Review: Starry Night by Debbie Macomber

Starry Night: A Christmas Novel - Debbie Macomber
Believe it or not, Starry Night is the first Debbie Macomber book I have read. I enjoy light romances, often interspersing them between my historicals, mysteries, and thrillers. Add to that the advent of the Christmas season, when I get in the mood to read lighter stories that center around Christmas, and the opportunity to participate in the blog tour for this book seemed like a natural.

Starry Night is the story of Carrie Slayton, a society reporter for the Chicago Sun Times, who longs to be able to report on more serious stories. Her boss challenges her to find and interview reclusive author Finn Dalton, with the promise of being able to write any stories she wants if she can get the coveted interview. As a result, Carrie heads out for the wilds of Alaska in search of Finn. What she finds, changes her life and perspectives dramatically.

Starry Night is your typical romance book, complete with a smart, self sufficient female protagonist and the reluctant male love interest. As you can probably guess, when Carrie and Finn meet, sparks fly, and not always the good kind. The fact that this book is a typical romance has both good and bad sides to it. The story of Carrie and Finn was thoroughly enjoyable and a nice break from the mystery/thrillers that I have been reading, Here is a story where the characters are who they are supposed to be. There is no subterfuge, and you can trust them. Their actions are what they appear to be, and their motives follow the expected path. I have heard good things about Debbie Macomber's books, and I can see why. She has a smooth, easy writing style, her characters are easy to become invested in, and her settings are interesting. Alternately, though, it is so typical, that if you are looking for something a bit different in the genre you will not find it here.
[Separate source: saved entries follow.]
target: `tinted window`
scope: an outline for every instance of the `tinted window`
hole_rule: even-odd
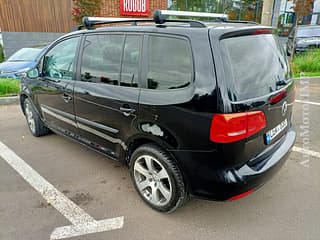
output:
[[[121,70],[121,86],[138,87],[139,59],[140,59],[140,36],[127,36]]]
[[[276,82],[290,78],[287,58],[273,35],[221,41],[229,97],[240,101],[277,90]]]
[[[193,68],[186,40],[150,36],[148,49],[149,89],[176,89],[190,85]]]
[[[45,77],[70,80],[79,38],[65,40],[53,47],[44,57]]]
[[[119,85],[124,35],[91,35],[84,44],[81,80]]]
[[[320,27],[298,28],[297,37],[320,37]]]

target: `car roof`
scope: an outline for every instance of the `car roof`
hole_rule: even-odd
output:
[[[200,21],[199,21],[200,22]],[[149,33],[170,33],[178,35],[190,35],[193,33],[216,31],[218,34],[224,34],[226,32],[250,30],[268,28],[268,26],[259,25],[253,22],[237,22],[237,21],[213,21],[213,22],[200,22],[204,24],[204,27],[191,27],[188,23],[175,23],[166,22],[164,24],[155,23],[140,23],[139,25],[107,25],[99,26],[94,29],[82,29],[70,32],[68,36],[77,34],[90,34],[90,33],[101,33],[101,32],[149,32]],[[65,37],[65,36],[64,36]]]

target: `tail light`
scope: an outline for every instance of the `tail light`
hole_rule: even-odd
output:
[[[287,96],[287,89],[282,90],[277,95],[270,98],[269,103],[271,105],[274,105],[278,102],[280,102],[282,99],[284,99]]]
[[[236,142],[266,127],[263,112],[215,114],[211,121],[210,140],[218,143]]]

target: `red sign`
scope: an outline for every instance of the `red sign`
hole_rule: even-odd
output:
[[[120,14],[125,16],[149,16],[149,0],[120,0]]]

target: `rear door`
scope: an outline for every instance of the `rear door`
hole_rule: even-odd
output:
[[[38,102],[46,122],[67,135],[76,133],[73,109],[75,59],[80,37],[58,42],[43,58]]]
[[[138,114],[142,35],[87,35],[75,85],[80,135],[118,158]]]
[[[286,54],[270,29],[225,34],[219,46],[223,68],[217,72],[223,111],[262,111],[266,119],[264,129],[226,147],[231,159],[238,158],[237,154],[244,162],[270,150],[269,146],[276,147],[290,129],[294,82]]]

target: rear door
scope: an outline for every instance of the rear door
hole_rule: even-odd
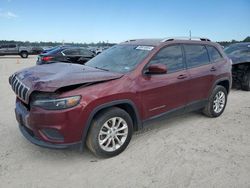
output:
[[[70,63],[77,63],[78,59],[80,58],[80,52],[78,48],[73,49],[66,49],[62,51],[61,61],[70,62]]]
[[[187,91],[188,103],[199,102],[208,98],[213,85],[216,67],[209,60],[205,45],[184,44],[188,73],[190,75]]]
[[[18,46],[15,44],[8,45],[8,54],[18,54]]]
[[[187,103],[188,74],[181,45],[161,49],[147,66],[151,64],[165,64],[167,73],[144,74],[140,78],[138,85],[146,119],[185,107]]]
[[[226,60],[214,46],[207,45],[206,47],[208,50],[210,62],[212,64],[212,82],[214,83],[217,80],[218,74],[224,72],[221,70],[225,70],[224,66],[226,65]]]

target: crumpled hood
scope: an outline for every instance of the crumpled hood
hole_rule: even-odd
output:
[[[78,64],[53,63],[23,69],[16,72],[12,78],[14,76],[29,88],[30,94],[35,90],[54,92],[65,86],[113,80],[123,74]]]

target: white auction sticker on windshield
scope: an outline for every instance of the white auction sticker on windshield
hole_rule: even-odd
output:
[[[136,50],[147,50],[147,51],[151,51],[151,50],[154,49],[154,47],[153,47],[153,46],[137,46],[135,49],[136,49]]]

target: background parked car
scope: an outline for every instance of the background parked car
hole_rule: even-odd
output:
[[[250,91],[250,42],[232,44],[224,51],[233,62],[234,85]]]
[[[44,49],[42,47],[39,47],[39,46],[31,48],[31,54],[33,54],[33,55],[41,54],[43,51],[44,51]]]
[[[18,46],[17,44],[4,44],[0,46],[0,55],[20,55],[27,58],[31,53],[31,48]]]
[[[93,57],[95,54],[85,48],[57,47],[47,53],[40,54],[37,65],[55,62],[84,64]]]

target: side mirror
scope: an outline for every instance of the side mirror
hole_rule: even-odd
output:
[[[145,73],[146,74],[166,74],[167,66],[164,64],[160,64],[160,63],[149,65]]]

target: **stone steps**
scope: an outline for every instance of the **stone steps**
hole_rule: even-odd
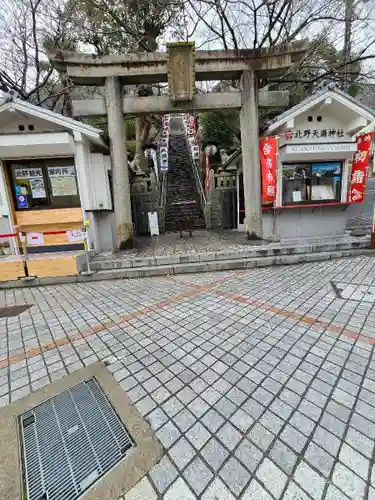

Luckily for me, I was looking for the typical.

Aside from the fact that this book is typical in every respect, my biggest caveat about the book is that Christmas was really insignificant to the story. The fact that part of the story takes place over the holidays is the only thing that allows this story to be classed as a Chrismas story at all. The good news here is that Christmas plays such a small part that you could read the story anytime of the year and not be slapped in the face with a lot of Christmas talk. The only other caveat I had about the story was that I wished that more of the story took place in Alaska. I love the less ordinary settings, and would loved to have had more of that part of the book.

The bottom line here, though, is that I enjoyed this book enough for it to entice me to read more by Debbie Macomber. I know a lot of her other books are a series, and I look forward to fitting them in between my other reading. Many thanks to my friend Melissa for including me in this blog tour and introducing me to Debbie Macomber.